MACAM-MACAM untuk peristiwa pembajakan kereta api dan
konsulat RI oleh teroris RMS di Negeri Belanda. Pembebasan para
sandera di Beilen disertai menyerahnya 7 teroris di sana secara
tiba-tiba, telah menimbulkan tanda tanya besar di kalangan
masyarakat. Sebuah koran Belanda yang beroplah besar, Algemeene
Dagblad minggu lalu mencoba mengemukakan jawabannya. Sebuah
kelompok pengusaha Belanda di Den Haag kabarnya telah menawarkan
uang tunai sebanyak 1 juta gulden (sekitar Rp 150 juta) kepada
pemimpin-pemimpin RMS jika mereka dapat menghentikan pembajakan
itu.
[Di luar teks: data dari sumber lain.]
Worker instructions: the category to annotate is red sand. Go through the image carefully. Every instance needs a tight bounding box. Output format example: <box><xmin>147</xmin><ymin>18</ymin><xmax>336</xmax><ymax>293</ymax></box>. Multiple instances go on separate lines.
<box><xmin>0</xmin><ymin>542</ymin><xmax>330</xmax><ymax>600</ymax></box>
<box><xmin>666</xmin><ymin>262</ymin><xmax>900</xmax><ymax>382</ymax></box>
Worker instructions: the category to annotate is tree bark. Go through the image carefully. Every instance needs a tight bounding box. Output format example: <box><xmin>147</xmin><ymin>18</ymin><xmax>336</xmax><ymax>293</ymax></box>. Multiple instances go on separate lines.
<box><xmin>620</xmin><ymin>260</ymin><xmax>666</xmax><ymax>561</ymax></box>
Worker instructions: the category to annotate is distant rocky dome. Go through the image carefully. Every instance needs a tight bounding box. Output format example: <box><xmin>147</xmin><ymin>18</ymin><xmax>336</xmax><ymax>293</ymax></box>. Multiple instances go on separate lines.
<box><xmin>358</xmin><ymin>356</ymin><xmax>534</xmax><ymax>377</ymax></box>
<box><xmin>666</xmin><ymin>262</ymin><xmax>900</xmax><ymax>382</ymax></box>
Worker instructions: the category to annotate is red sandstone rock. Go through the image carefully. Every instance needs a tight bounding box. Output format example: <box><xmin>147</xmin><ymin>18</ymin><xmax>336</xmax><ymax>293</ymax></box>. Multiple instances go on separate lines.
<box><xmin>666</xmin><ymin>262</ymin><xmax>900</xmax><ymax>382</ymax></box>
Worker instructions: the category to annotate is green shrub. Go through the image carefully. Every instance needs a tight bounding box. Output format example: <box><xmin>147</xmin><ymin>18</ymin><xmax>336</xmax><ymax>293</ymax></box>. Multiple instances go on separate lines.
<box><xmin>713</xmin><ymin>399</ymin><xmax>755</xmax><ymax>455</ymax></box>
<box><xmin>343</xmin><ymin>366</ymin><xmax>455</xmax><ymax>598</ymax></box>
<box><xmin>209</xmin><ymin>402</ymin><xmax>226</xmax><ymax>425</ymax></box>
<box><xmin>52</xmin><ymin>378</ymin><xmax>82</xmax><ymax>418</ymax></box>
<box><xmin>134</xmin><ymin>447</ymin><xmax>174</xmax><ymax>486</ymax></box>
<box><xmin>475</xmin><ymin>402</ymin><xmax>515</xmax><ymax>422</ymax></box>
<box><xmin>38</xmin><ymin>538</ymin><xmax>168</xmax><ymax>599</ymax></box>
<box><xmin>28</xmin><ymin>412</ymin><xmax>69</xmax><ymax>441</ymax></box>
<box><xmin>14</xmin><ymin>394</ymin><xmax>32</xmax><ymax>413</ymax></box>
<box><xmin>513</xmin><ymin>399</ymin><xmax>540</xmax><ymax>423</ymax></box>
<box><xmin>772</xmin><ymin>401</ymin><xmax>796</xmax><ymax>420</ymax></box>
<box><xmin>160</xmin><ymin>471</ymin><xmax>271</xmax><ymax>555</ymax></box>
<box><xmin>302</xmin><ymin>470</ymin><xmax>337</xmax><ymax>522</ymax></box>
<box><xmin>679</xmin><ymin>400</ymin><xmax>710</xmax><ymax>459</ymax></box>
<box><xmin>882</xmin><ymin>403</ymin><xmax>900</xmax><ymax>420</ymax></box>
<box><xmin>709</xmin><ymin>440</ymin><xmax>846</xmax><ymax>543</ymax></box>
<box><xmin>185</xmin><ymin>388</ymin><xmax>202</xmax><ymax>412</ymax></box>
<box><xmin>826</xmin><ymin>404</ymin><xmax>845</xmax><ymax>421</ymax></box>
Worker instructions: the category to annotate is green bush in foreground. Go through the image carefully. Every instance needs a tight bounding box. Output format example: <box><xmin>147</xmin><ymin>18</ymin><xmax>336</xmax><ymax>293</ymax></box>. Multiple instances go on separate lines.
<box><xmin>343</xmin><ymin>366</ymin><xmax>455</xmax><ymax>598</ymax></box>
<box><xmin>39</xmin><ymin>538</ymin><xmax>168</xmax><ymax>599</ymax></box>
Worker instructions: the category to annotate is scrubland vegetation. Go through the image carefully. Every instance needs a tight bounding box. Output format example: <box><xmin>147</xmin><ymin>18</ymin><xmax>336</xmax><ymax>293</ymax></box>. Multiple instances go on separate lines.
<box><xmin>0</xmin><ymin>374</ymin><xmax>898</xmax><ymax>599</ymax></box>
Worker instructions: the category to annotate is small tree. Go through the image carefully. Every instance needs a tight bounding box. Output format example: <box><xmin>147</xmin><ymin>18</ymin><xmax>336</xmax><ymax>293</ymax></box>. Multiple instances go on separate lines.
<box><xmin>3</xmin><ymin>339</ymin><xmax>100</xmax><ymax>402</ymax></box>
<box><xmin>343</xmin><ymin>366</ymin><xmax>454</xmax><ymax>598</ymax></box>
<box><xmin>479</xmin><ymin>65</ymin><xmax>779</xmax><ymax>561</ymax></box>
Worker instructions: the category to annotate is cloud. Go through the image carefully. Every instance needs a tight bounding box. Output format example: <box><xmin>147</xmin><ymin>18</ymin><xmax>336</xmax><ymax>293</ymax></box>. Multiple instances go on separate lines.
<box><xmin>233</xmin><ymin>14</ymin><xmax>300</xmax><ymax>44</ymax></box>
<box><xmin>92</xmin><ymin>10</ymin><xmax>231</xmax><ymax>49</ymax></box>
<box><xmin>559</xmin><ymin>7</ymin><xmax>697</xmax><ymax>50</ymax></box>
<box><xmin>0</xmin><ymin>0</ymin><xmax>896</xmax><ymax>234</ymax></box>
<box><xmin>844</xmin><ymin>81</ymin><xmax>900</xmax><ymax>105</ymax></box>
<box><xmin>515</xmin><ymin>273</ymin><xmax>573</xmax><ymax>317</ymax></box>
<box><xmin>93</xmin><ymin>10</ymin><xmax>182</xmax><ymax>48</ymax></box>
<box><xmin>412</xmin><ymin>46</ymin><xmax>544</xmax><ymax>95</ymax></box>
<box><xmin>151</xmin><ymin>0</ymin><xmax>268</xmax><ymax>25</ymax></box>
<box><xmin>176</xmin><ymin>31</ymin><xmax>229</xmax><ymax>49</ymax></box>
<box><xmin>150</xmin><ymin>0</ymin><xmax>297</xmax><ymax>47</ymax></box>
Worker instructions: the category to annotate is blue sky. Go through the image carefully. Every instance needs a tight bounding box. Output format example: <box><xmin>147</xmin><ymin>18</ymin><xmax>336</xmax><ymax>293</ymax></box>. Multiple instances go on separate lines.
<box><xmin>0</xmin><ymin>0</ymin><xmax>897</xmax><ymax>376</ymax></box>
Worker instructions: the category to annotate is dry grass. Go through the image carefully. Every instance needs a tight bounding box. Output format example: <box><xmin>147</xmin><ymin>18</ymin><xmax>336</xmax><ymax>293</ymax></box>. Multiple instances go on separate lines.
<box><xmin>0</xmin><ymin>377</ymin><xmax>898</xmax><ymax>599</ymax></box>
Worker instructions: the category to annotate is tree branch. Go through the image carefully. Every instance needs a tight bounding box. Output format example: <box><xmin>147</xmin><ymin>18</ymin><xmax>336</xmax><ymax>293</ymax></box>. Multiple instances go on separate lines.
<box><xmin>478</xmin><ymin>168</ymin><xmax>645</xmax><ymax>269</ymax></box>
Dengan syarat, para sandera dibebaskan tanpa cedera.
Pemimpin kelompok pengusaha itu, Kouwenpoven, 58 tahun, juga
dikenal sebagai seorang promotor olahraga. "Uang bujukan" yang
sama jumlahnya, ditawarkan pula oleh pengusaha lain bernama J.
Radix langsung kepada "Presiden" RMS, J.A. Manusama. Menurut
koran tersebut, Manusama menerima tawaran itu sebagai "bantuan
simpatik" untuk kelanjutan perjuangan RMS.
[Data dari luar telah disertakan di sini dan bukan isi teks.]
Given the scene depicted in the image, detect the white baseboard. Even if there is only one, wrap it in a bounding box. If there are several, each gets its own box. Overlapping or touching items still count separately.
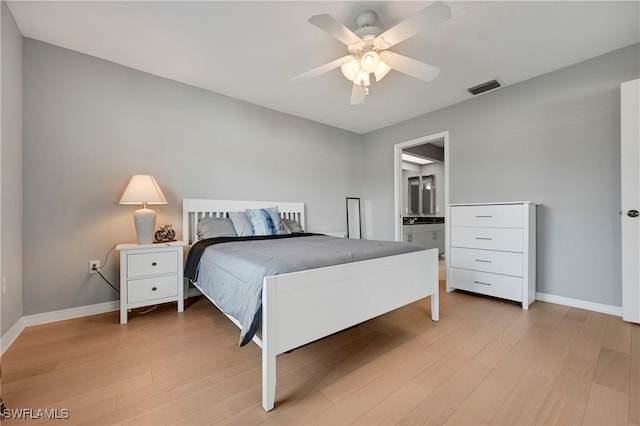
[1,300,120,355]
[21,300,120,327]
[1,317,26,355]
[536,292,623,317]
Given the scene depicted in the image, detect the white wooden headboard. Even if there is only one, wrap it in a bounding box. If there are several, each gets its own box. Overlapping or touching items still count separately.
[182,199,306,245]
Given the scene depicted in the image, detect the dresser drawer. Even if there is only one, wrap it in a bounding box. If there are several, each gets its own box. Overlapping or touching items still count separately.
[451,204,523,228]
[450,268,523,302]
[127,251,178,278]
[127,275,177,304]
[450,247,523,277]
[451,227,523,252]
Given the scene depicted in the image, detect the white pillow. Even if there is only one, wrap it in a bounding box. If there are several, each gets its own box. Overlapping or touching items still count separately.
[282,218,304,233]
[196,217,237,240]
[229,212,253,236]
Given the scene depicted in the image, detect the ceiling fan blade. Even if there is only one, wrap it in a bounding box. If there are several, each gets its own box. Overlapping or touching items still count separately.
[384,52,440,81]
[350,84,367,105]
[292,55,353,81]
[376,1,451,49]
[308,14,363,46]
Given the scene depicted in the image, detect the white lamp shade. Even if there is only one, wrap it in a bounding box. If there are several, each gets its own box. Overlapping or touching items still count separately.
[119,175,167,205]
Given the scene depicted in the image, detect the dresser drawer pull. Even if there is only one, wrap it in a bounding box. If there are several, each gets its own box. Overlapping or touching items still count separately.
[475,237,493,240]
[475,215,493,218]
[474,280,492,286]
[151,262,157,266]
[152,286,157,291]
[475,259,492,263]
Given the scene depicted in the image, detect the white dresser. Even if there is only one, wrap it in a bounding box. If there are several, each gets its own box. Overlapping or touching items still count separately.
[447,202,537,309]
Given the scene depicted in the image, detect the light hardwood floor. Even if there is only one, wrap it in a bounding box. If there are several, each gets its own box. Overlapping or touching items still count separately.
[2,269,639,425]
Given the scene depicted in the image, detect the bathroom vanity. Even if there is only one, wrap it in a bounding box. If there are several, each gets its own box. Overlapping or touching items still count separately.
[402,217,445,254]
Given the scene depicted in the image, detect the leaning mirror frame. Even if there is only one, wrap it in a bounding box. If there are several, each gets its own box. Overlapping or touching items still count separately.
[346,197,362,239]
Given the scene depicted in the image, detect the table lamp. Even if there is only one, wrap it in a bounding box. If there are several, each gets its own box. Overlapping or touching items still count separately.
[119,175,167,244]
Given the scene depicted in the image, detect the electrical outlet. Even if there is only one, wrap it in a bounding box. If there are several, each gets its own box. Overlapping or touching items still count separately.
[89,260,100,274]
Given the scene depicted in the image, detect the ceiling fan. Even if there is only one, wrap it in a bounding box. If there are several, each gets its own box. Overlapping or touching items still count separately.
[293,1,452,105]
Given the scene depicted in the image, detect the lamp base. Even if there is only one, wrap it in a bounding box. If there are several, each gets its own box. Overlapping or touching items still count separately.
[133,207,156,245]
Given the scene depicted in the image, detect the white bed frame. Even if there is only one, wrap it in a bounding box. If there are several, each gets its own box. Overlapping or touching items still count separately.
[182,198,439,411]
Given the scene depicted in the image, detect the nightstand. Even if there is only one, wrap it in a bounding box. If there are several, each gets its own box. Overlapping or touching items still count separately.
[116,241,186,324]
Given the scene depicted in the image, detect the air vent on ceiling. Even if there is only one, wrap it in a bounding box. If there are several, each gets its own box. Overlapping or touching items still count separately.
[468,79,501,95]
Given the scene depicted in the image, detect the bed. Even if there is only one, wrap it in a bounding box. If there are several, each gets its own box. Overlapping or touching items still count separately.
[182,198,439,411]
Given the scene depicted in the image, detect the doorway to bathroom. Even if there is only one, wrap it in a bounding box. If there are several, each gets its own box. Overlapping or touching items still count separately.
[394,131,450,278]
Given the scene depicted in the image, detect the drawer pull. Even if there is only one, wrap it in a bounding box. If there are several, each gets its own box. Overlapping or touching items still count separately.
[475,259,492,263]
[475,237,493,240]
[151,262,157,266]
[151,286,157,291]
[475,215,493,218]
[474,280,492,286]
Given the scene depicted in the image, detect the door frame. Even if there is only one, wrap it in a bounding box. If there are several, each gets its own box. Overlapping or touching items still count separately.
[621,79,640,323]
[393,130,450,241]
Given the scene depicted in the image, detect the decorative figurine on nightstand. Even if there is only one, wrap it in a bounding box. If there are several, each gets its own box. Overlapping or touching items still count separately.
[154,224,176,242]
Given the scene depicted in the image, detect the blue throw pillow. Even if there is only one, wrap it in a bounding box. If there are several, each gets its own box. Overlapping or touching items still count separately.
[245,207,285,236]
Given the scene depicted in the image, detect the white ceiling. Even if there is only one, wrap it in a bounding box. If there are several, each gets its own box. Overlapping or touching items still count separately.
[7,1,640,134]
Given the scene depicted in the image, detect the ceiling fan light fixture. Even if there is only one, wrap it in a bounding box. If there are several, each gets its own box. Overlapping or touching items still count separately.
[373,60,392,82]
[340,57,360,81]
[355,69,370,87]
[299,2,452,104]
[360,49,380,73]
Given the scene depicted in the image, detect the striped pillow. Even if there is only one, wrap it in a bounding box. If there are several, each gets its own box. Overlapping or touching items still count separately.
[245,207,285,236]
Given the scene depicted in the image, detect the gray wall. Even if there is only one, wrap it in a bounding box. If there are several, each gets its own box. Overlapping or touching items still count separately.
[362,44,640,307]
[1,1,24,336]
[22,39,363,315]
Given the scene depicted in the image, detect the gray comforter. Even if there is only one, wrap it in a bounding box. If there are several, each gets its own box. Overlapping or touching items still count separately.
[193,234,424,346]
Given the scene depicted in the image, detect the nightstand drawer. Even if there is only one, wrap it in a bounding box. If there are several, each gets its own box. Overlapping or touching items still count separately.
[127,275,177,303]
[127,251,178,278]
[450,247,523,277]
[451,227,523,252]
[450,268,522,302]
[451,204,523,228]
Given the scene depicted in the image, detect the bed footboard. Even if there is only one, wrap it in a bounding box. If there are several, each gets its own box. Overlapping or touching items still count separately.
[261,248,439,411]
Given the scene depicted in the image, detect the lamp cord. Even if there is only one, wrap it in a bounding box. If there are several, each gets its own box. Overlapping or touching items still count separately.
[94,244,120,293]
[137,305,158,315]
[95,268,120,293]
[102,244,117,269]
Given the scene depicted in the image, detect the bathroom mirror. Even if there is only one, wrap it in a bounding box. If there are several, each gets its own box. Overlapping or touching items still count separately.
[346,197,361,239]
[408,174,435,215]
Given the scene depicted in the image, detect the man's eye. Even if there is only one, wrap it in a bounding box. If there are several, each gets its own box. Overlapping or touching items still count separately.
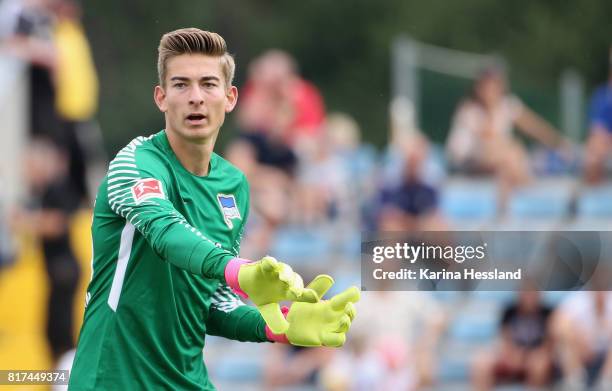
[203,82,217,88]
[174,83,186,88]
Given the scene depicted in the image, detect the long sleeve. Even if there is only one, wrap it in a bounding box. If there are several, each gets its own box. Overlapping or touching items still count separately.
[106,137,234,280]
[206,284,268,342]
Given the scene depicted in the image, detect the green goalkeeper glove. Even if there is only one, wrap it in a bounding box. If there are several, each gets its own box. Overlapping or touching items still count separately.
[266,275,360,347]
[225,256,320,334]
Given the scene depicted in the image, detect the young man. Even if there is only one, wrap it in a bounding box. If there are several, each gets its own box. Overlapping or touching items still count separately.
[68,28,359,390]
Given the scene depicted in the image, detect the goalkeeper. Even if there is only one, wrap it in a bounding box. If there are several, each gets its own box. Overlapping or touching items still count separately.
[68,28,359,390]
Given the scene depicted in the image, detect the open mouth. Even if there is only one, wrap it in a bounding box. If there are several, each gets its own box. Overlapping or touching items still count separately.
[187,114,206,121]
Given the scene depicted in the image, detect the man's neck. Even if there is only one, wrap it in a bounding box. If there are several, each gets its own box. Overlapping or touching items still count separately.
[166,129,216,176]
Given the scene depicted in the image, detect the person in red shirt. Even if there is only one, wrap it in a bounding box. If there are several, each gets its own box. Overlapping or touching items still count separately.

Apa jawaban Manusama atas sinyalemen koran Belanda itu? "Semua
bantuan keuangan diterima dengan baik, tapi hanya bila peristiwa
ini telah berakhir", kata Manusama. Tapi dia masih menambahkan,
bahwa pemberian uang sebanyk 1 juta gulden itu tidak akan bisa
mempengaruhi tindakan pembajakan terhadap konsulat RI. Sedang
dalam perkara pembajakan kereta api yang telah berakhir dengan-3
korban mati dan 2 korban ledakan yang masih hidup (di antaranya
satu orang teroris), Manusama menyebut dirinya "tidak punya
peranan apa-apa". Algemeene Dagblad juga membeberkan bahwa ada
satu perusahaan dagang milik gembong-gembong RMS yang sengaja
mau menarik keuntungan dari situasi panik di Negeri Belanda
dengan menampung "pernyataan simpati" herupa sumbangan uang
seperti kedua contoh di atas. Tapi betulkah orang-orang Belanda
mau diperas dengan cara demikian? Menurut. AP, pada hakekatnya
"tawaran-tawaran" bantuan uang itu hanyalah siasat untuk
membujuk para teroris menghentikan aksinya di Beilen dan
Amsterdam - dan belum tentu akan direalisir.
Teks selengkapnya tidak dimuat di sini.